London architect Simon Astridge is a master of materials. He gravitates to simple luxury and has a razor-sharp focus: A sampling of his projects have been dubbed, for instance, the Plywood House, The Pink House, and The Clay House. The latter, it turns out, belongs to Astridge himself and his wife, Taeko, who works in finance and whose Tokyo upbringing influenced many of the design decisions.
Set in a formerly crumbling North London townhouse, their duplex apartment now has walls finished in luminous layers of clay plaster known as arakabe and bedrooms and a hall with tatami-style carpeting.

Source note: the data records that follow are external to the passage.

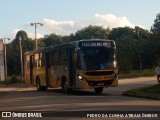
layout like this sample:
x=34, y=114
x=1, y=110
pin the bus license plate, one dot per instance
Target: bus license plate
x=100, y=84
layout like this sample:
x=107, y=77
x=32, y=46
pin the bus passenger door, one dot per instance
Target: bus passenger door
x=72, y=68
x=31, y=69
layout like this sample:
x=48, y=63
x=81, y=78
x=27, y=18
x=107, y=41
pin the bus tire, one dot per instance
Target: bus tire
x=65, y=86
x=158, y=78
x=98, y=90
x=38, y=85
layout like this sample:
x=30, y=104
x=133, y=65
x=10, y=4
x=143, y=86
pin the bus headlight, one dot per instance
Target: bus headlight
x=82, y=78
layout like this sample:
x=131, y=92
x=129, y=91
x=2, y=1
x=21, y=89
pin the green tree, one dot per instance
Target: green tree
x=52, y=39
x=13, y=51
x=155, y=28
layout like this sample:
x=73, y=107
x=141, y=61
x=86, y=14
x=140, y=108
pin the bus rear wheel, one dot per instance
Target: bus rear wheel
x=39, y=87
x=98, y=90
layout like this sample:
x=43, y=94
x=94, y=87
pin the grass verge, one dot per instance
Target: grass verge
x=137, y=73
x=152, y=92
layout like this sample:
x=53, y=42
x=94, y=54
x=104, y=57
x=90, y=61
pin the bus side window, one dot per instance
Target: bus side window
x=55, y=58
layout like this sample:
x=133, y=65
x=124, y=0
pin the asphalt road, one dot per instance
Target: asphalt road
x=25, y=98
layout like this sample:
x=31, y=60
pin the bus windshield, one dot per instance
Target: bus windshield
x=96, y=58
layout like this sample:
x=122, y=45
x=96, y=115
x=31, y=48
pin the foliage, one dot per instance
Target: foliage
x=13, y=52
x=156, y=26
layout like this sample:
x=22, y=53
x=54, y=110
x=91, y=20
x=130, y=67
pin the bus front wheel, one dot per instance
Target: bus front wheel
x=65, y=86
x=98, y=90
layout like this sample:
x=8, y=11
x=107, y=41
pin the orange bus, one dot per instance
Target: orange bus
x=80, y=64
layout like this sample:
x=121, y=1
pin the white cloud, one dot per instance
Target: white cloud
x=59, y=27
x=67, y=27
x=32, y=35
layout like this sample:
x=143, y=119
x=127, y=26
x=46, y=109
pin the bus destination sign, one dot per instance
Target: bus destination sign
x=95, y=44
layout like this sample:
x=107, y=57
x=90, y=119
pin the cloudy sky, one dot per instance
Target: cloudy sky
x=64, y=17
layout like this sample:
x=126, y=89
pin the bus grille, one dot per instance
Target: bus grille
x=99, y=73
x=100, y=83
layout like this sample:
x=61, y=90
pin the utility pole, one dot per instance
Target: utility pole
x=20, y=42
x=5, y=56
x=35, y=25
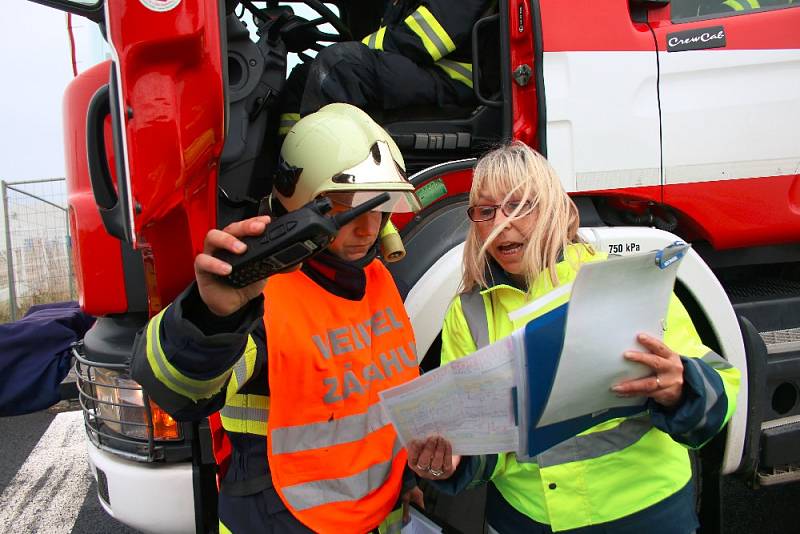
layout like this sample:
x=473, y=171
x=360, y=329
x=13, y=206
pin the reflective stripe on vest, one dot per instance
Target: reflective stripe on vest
x=328, y=433
x=335, y=461
x=433, y=36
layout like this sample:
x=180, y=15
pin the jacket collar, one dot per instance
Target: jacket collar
x=342, y=278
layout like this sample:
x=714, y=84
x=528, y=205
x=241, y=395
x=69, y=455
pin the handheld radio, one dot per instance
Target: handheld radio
x=290, y=239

It leads to the most Japanese design of all: a two-room wet and dry “bathing zone” that Astridge tailored to Taeko’s requests, jungle of hanging plants included.
“The design is based on the Japanese way to bathe,” explains Astridge. “You move from the public-zone tatami threshold into the private undressing/dressing timber threshold, and then into the bathing and washing stone threshold.” Situated in what had been the kitchen, the two rooms occupy a total of 140 square feet.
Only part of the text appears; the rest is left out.